Życie w równowadze

​Praca - dom, dom - praca. Zadania z terminem realizacji na wczoraj, powtarzające się nadgodziny, pogoń za sukcesem lub byleby utrzymać obecne stanowisko. W rezultacie po powrocie do domu brak sił na zabawę z dziećmi, spotkanie w gronie znajomych, obowiązki domowe. I tak każdego dnia. Rezultat - przemęczenie, stres, poczucie bezradności, wypalenie zawodowe. Gdzie ten czas dla siebie?

Wszechobecny kryzys

Według wielu dostępnych danych, Polacy coraz częściej wydłużają swój czas pracy. Szacuje się, że tygodniowy czas pracy dla 80 proc. ankietowanych wynosi przynajmniej 42 godziny. Co więcej, na forach internetowych można znaleźć wiele wpisów świadczących o tym, że Polacy pracują już więcej niż 45 godzin tygodniowo.

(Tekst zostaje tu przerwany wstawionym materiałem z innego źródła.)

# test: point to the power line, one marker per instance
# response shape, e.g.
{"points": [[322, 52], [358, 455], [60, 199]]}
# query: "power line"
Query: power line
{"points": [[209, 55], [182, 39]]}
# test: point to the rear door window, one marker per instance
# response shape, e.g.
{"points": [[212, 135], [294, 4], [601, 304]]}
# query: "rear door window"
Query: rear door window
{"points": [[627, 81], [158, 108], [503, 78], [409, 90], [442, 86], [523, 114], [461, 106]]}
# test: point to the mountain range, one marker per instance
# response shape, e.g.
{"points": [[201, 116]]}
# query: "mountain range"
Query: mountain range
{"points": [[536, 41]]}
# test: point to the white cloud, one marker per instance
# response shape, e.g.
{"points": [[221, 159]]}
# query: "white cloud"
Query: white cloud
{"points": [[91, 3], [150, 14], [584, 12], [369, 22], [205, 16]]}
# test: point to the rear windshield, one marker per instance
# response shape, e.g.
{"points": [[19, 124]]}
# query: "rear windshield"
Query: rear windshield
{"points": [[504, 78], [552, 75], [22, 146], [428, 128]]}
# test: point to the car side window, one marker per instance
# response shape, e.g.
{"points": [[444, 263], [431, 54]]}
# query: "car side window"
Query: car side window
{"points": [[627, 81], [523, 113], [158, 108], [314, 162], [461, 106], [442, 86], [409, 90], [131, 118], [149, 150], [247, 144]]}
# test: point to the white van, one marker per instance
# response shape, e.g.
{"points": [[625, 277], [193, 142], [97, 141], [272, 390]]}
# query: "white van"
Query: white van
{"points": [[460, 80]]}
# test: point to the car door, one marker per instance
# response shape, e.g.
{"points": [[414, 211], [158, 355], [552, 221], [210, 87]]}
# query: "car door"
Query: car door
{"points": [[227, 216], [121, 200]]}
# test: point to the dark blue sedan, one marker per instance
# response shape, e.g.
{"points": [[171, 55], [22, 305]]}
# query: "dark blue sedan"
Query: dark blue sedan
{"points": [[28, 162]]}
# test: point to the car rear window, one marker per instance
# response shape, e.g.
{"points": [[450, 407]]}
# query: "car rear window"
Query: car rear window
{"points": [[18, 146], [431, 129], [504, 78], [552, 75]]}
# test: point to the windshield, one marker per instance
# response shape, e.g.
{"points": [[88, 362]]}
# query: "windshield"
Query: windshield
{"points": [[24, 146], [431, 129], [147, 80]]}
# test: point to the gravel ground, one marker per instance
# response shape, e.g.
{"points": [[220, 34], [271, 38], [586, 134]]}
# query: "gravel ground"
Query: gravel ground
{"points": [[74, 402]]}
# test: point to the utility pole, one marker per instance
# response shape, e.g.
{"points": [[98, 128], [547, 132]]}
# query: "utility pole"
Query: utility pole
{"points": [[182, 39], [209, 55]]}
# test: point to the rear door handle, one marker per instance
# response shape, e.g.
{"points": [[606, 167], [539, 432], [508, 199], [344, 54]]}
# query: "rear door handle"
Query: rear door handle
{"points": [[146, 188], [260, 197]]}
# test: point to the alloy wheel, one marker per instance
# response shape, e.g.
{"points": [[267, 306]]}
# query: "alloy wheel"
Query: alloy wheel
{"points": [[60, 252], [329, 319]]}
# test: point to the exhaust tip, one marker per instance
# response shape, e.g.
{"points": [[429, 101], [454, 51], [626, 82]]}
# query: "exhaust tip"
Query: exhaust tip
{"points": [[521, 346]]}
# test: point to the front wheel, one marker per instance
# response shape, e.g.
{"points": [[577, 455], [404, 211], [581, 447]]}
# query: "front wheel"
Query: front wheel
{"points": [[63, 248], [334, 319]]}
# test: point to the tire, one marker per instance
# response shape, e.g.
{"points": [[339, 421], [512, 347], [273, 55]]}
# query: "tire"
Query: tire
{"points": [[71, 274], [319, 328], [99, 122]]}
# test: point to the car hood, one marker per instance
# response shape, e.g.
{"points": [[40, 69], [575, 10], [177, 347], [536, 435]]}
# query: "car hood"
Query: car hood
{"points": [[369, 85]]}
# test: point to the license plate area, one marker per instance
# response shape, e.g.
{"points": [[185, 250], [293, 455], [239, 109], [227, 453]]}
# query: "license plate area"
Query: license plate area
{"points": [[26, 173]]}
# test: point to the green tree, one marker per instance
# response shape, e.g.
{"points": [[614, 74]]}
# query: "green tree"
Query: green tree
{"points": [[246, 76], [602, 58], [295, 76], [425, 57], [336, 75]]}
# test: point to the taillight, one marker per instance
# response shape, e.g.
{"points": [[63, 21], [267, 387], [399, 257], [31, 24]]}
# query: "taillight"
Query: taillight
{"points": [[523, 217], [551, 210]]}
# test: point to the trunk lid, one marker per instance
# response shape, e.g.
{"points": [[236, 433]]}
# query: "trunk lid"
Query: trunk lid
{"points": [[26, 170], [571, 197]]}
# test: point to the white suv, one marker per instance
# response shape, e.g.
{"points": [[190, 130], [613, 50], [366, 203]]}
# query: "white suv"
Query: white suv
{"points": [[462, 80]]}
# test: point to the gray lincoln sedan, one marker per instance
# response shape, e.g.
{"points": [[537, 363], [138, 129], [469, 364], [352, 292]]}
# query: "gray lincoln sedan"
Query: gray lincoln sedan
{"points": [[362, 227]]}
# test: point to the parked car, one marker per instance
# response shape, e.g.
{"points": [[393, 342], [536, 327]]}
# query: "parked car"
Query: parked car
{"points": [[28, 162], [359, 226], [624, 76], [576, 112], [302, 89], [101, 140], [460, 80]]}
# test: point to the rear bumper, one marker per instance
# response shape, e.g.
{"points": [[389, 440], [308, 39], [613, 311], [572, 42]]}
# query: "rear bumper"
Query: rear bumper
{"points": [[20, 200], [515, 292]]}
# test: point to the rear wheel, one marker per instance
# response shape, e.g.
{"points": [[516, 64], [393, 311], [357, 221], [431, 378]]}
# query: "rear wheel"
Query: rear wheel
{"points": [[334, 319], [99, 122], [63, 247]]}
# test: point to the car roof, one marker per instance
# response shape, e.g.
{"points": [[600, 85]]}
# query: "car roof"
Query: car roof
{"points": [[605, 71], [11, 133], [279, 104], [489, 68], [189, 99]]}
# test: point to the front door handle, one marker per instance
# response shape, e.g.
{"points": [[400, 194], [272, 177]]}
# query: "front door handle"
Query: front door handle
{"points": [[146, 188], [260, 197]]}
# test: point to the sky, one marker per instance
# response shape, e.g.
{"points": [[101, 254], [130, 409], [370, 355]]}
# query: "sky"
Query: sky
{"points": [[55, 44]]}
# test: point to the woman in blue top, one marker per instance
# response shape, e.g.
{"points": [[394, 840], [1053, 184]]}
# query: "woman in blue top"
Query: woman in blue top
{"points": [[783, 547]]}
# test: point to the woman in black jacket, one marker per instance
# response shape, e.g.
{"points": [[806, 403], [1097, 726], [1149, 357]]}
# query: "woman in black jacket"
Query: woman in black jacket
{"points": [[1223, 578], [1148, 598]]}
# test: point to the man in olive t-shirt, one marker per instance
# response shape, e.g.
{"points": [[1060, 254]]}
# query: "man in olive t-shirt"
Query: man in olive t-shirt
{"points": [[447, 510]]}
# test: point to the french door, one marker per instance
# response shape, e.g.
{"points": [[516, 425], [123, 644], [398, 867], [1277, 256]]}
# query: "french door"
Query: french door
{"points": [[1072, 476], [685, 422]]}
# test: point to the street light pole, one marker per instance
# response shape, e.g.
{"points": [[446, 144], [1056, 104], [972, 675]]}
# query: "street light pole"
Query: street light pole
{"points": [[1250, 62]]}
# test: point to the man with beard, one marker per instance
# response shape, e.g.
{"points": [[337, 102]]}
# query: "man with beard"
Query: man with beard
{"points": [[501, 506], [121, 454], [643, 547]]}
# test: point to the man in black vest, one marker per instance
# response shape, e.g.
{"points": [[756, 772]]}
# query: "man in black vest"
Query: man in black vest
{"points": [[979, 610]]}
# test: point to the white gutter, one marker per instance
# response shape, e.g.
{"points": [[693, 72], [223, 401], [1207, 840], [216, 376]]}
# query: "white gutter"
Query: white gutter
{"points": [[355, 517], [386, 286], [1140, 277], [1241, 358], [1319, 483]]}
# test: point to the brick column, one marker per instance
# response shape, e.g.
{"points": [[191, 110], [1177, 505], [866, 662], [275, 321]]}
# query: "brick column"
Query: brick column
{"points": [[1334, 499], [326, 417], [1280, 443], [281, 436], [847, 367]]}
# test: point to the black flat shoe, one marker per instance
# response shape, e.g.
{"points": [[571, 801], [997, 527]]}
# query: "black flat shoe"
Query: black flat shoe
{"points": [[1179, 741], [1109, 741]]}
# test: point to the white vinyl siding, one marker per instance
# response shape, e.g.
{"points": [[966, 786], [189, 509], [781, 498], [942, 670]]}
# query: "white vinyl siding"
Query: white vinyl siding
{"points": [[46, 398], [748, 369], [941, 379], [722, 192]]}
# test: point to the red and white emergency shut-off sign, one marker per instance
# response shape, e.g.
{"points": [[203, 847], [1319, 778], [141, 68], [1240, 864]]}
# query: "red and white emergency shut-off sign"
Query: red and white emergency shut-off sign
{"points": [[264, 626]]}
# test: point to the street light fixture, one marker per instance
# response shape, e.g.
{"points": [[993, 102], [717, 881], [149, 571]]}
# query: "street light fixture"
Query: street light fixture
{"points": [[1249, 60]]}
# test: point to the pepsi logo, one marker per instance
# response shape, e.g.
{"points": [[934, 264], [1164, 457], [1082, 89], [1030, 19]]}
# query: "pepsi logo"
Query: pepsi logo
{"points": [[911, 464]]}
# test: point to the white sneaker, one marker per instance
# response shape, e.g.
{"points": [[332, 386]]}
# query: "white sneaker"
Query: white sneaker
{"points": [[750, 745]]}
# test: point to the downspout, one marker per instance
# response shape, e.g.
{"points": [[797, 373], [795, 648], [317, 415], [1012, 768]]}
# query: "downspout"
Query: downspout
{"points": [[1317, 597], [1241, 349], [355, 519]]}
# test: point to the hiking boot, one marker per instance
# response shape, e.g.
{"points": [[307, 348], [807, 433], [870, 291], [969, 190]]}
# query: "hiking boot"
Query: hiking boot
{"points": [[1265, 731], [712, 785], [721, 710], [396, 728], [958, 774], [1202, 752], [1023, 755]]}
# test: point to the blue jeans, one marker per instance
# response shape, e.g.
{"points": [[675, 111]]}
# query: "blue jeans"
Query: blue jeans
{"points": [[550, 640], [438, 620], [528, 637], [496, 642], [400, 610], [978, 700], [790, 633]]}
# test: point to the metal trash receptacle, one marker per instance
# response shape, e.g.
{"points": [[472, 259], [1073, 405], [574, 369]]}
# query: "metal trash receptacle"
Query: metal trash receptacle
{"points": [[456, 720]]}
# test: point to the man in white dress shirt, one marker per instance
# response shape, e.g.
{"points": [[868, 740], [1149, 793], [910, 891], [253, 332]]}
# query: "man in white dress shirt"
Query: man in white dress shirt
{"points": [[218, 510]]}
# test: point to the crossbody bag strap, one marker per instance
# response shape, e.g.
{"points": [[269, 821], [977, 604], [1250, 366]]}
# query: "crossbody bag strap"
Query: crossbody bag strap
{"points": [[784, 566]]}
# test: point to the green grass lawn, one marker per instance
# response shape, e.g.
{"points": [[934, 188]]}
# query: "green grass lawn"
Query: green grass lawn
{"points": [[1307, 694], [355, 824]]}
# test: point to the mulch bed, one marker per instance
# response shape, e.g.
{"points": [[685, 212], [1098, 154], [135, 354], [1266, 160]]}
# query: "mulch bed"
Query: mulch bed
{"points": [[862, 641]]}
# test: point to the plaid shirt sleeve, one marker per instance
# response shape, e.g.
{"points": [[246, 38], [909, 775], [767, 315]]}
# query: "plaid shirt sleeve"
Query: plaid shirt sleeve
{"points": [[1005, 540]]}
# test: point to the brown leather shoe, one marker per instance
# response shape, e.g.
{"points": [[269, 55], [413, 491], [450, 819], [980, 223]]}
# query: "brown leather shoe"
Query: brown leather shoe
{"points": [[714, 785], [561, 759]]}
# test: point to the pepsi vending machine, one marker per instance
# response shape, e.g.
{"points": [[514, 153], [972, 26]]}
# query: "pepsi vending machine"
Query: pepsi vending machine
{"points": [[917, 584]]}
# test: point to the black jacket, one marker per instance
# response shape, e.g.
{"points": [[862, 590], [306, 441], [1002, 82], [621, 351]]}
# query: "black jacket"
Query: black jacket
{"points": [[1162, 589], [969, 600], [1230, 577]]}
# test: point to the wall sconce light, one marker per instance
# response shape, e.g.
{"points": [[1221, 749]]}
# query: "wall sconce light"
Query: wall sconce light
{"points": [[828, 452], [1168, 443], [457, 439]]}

Wszystkiemu, zdawać by się mogło, winien jest kryzys. Groźba zwolnienia, zaciągnięte kredyty, brak miejsc pracy stwarzają poczucie zagrożenia. Pracodawcy świadomi załamania rynku chętnie wykorzystują niesprzyjającą sytuację, wymuszając na pracownikach większe zaangażowanie w pracę.

Reklama

Pogoń za Karoshi

Stres, zmęczenie, wypalenie zawodowe są tematem tabu. Zazwyczaj ludzie niechętnie zwierzają się ze swoich obaw. W niektórych środowiskach panuje przekonanie, że przyznanie się do przemęczenia jest oznaką słabości oraz lenistwa.

Co więcej, uważa się, że uczucie wypalenia zawodowego świadczy o ciężkiej pracy oraz dążeniu do osiągnięcia sukcesu. Podobne wyobrażenie o sukcesie istnieje w kulturze dalekiego wschodu.

Karoshi, czyli śmierć z przepracowania oraz stresu, wśród Japończyków jest uznana za przejaw perfekcjonizmu, zaangażowania oraz całkowitego oddania się pracy, co jest w Japonii szanowane.

Według japońskiego Ministerstwa Zdrowia, Pracy i Opieki Społecznej, w Japonii pracownicy przepracowują od 70 do 90 godzin tygodniowo. Japońscy naukowcy szacują, że w ciągu roku na skutek przepracowania umiera 10 tysięcy osób. Trend ten jest również coraz bardziej zauważalny w Europie.

Wypoczęty pracownik = efektywny pracownik

Koncepcja work-life balance (WLB) jest w Polsce traktowana nadal trochę po macoszemu, chociaż na świecie znana jest już od około 40 lat. Istotą WLB jest dążenie do zachowania równowagi między życiem prywatnym a zawodowym, co daje poczucie satysfakcji.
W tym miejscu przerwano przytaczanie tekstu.